La situation politique est aussi resserré finalement autour de 4 grandes puissances : Etats-Unis, Chine, Fédération de Russie et Europe avec une gestion de la crise très différentes pour chacune… Finalement, seule l’Europe semble prendre la mesure et les mesures pour redresser la barre : tu y crois vraiment ou s’agit-il d’un vœu pieu que l’Europe soit l’exemple ?

A vrai dire, c’est entre les deux. Je voulais proposer dans le roman des solutions sociétales envisageables pour contribuer à une organisation socioéconomique écoresponsable. L’Europe me semble le meilleur candidat mais peut-être est-ce du chauvinisme ? Dans le roman en tous cas je n’avais pas le choix car c’est là que je pouvais développer ce sujet. En tous cas, l’hypothèse d’une Europe politiquement et militairement unifiée dont j ai fait le pari semble se dessiner au regard de l’émergence de menaces redevenues visibles – mais jamais disparues. J’espère que ce contexte n’éjectera pas l’environnement des priorités politiques européennes et des peuples. Il faut enfin souligner que cette Europe en Transition imaginée dans le roman reste très ambiguë. Est-ce une dictature verte ou une démocratie responsable s’interroge un des personnages (et l’auteur). Dans la mesure où les citoyens ont choisi cette voie, cela semble pencher en faveur de la démocratie ; mais néanmoins très éloignée de ce que nous entendons souvent derrière ce mot (et notamment la liberté de consommer tout et n’importe quoi si l’envie m’en prend et que j’en ai les moyens sans considération pour ses conséquences environnementales et donc in fine sociales).

Si on rentre maintenant dans le détail, le nucléaire a pratiquement disparu, cantonné dans l’espace et une attaque coordonnée met à mal l’équilibre mondial.

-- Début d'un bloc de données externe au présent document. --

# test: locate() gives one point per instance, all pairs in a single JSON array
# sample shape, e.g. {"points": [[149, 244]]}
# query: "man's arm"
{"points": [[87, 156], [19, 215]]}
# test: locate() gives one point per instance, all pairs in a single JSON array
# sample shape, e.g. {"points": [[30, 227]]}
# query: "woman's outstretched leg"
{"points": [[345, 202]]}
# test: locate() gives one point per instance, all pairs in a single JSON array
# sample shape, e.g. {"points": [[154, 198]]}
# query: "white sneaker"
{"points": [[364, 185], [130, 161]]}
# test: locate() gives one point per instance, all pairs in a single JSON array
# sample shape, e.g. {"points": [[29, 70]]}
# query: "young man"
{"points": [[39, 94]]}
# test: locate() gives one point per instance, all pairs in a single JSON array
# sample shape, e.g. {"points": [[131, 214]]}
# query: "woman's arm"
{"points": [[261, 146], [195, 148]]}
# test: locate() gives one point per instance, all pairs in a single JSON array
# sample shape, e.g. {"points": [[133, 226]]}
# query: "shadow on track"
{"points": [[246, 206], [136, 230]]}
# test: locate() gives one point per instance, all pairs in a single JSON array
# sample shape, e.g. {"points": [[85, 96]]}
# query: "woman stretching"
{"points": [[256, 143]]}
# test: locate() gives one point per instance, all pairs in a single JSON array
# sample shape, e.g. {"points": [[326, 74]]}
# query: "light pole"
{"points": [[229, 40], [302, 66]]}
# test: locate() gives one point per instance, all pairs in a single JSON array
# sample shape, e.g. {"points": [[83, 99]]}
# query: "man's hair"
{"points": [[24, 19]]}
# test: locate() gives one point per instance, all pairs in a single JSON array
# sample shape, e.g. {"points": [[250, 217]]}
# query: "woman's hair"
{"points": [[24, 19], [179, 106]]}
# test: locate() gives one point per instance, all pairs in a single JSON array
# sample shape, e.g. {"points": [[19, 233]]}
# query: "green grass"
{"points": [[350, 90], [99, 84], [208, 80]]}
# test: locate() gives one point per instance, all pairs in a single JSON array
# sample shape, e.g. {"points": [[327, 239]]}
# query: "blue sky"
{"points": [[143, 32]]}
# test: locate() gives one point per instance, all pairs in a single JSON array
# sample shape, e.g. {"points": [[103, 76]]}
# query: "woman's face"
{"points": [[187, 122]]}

On suspecte très rapidement une puissance tierce et pas nécessairement étatique d’en être la cause… Doit-on en déduire que tu penses que les groupes privés sont ceux qui dirigent d’une certaine façon le monde ?

Depuis le début du millénaire, certains hommes d’affaires ont acquis une puissance financière digne de grands États. Ce qui en fait des acteurs capables d’interagir au même niveau que les nations mais avec beaucoup moins de contraintes et beaucoup plus de réactivité. Ils contribuent donc à diriger le monde de manière indiscutable même si les États restent des acteurs légitimes et éventuellement capable de reprendre la main sur les acteurs privés si puissants soient-ils ; à condition d’en avoir la volonté et d’en payer le prix, en général économique. Ces deux dernières conditions me semblent rarement réunies pour l’instant.

Les femmes et hommes – en tant qu’individus – sont pour moi la vraie réussite de ton récit : ils sont ceux qui vont faire la différence dans le récit, de vrai.e.s héro.ïne.s. Notre action individuelle est-elle notre planche de salut ?

Ce point particulier que tu soulèves c’est mon utopie à moi et ma forme d’optimisme. Je crois que la capacité individuelle à rester droit dans ses bottes; à conserver ses valeurs humanistes quelles que soient les catastrophes nous accablant et la volonté de les mettre en oeuvre, ne serait-ce que pour conserver notre intégrité et notre dignité peut changer la donne collective ; à condition que suffisamment de personnes à tous les niveaux de la société s’y attèlent, quand bien même cela leur coûterait leur carrière, leur confort ou même leur vie. Et dans ce domaine je suis optimiste : je suis convaincu que bon nombre d’êtres humains répondent à ses critères. Par exemple, les expériences menées pour déterminer si les opérateurs déclencheraient le feu nucléaire sur un ordre ont montré que l’immense majorité s’y refusait.

On sent dans ton récit que tu n’es pas très optimiste sur notre devenir : comment vois-tu les prochaines années ?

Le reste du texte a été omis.